It's Friday morning, and I'm sitting on the examining table at the doctor's office, waiting. The nurse just took my blood pressure and vital signs and then I laid down on the table wearing nothing but paper, while she attached electrodes to multiple points on my body, and silently read the results on a monitor. At least, I think she was reading results. She could have been watching Netflix for all I know. I didn't ask her what she was seeing. I knew that she'd tell me that I'd have to wait for the doctor.

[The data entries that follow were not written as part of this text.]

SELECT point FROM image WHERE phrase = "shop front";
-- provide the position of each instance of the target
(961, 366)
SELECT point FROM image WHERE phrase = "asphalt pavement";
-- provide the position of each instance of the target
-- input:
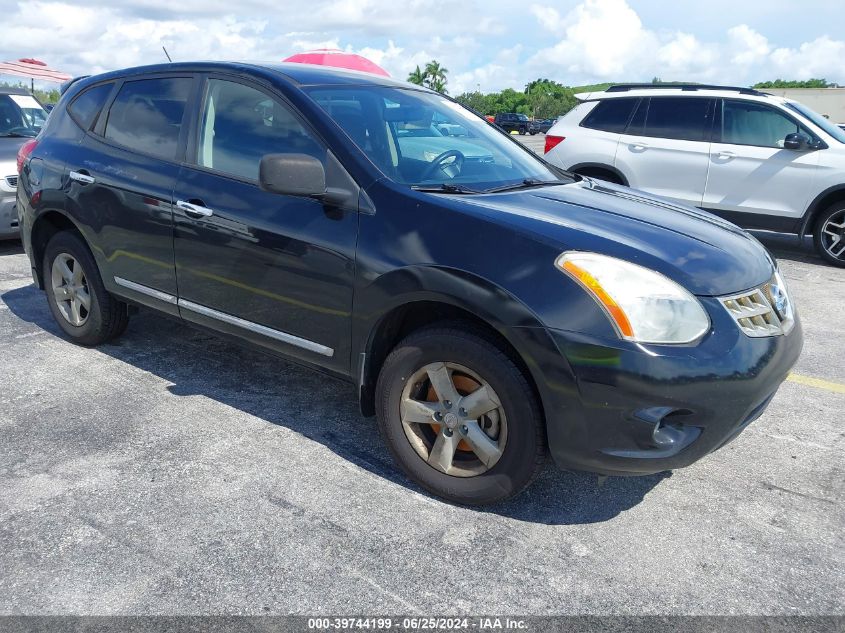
(171, 472)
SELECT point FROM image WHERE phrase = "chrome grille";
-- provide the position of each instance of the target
(763, 311)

It's been a very long time since I had a full physical exam. I go to the OB-GYN more or less annually, and I see the dentist every six months, but I avoid the medical profession otherwise. But I have not been well recently and I decided to try something different from my usual health care approach, which is to ignore all symptoms until they go away. I've gotten away with this for a long time, but my luck can't last forever. So here I am.
Fortunately, I was allowed to put my clothes back on after the electrode exam or whatever the hell it was. I'll look it up and see. Meanwhile, I wait in this tiny spotless clinical space that looks and smells like every other doctor's office everywhere. A chair for my stuff, a rolling stool for the doctor, who gets to have all the fun; the paper-covered table for the paper-clothed patient, posters and brochures offering helpful advice and handwashing instructions, cotton balls and tongue depressors in glass jars, a rack that holds a thermometer and a stethoscope and the little pulse oximeter thing that clips onto your index finger, and the monitor that displays the output from all of these devices. All of that in a shiny-floored brightly lit room no bigger than 8 by 10 feet.
*****
I’m a person who knows what she knows. What I don’t know is considerable, and there’s no field of knowledge in which my ignorance is more abysmal than medicine. It turns out that the electrode thing was an EKG. Duh. I’m 55 years old and I’ve never had an EKG in my entire life. And thankfully, my heart is just fine, and everything else is fine, too. Even my high cholesterol isn’t high enough to worry about. I don’t really know why I have been feeling so bad, because apparently, I am in perfect health. A little part of me wanted some kind of bad news, just because I need things to make sense. I need some sort of physical cause for the pain and exhaustion. But overall, I’m very, very relieved that I don’t have a dread disease.
*****
For the rest of the day on Friday, I felt absolutely marvelous. I worked with great focus and purpose, and I accomplished more than I expected to. I had to cut my walk a bit short thanks to a weird early April thunderstorm, so I prepped dinner and did more work and then the sun came out and I resumed my walk and I could have run the whole way. I didn’t run even a step because let’s not get carried away, but after months of malaise and fatigue, I felt like a bottomless pit of energy. Maybe it’s the warm weather and longer days. Or maybe I just needed a medical authority to tell me that there’s not a damn thing wrong with me. Maybe I’ve been wrong about the medical profession all along.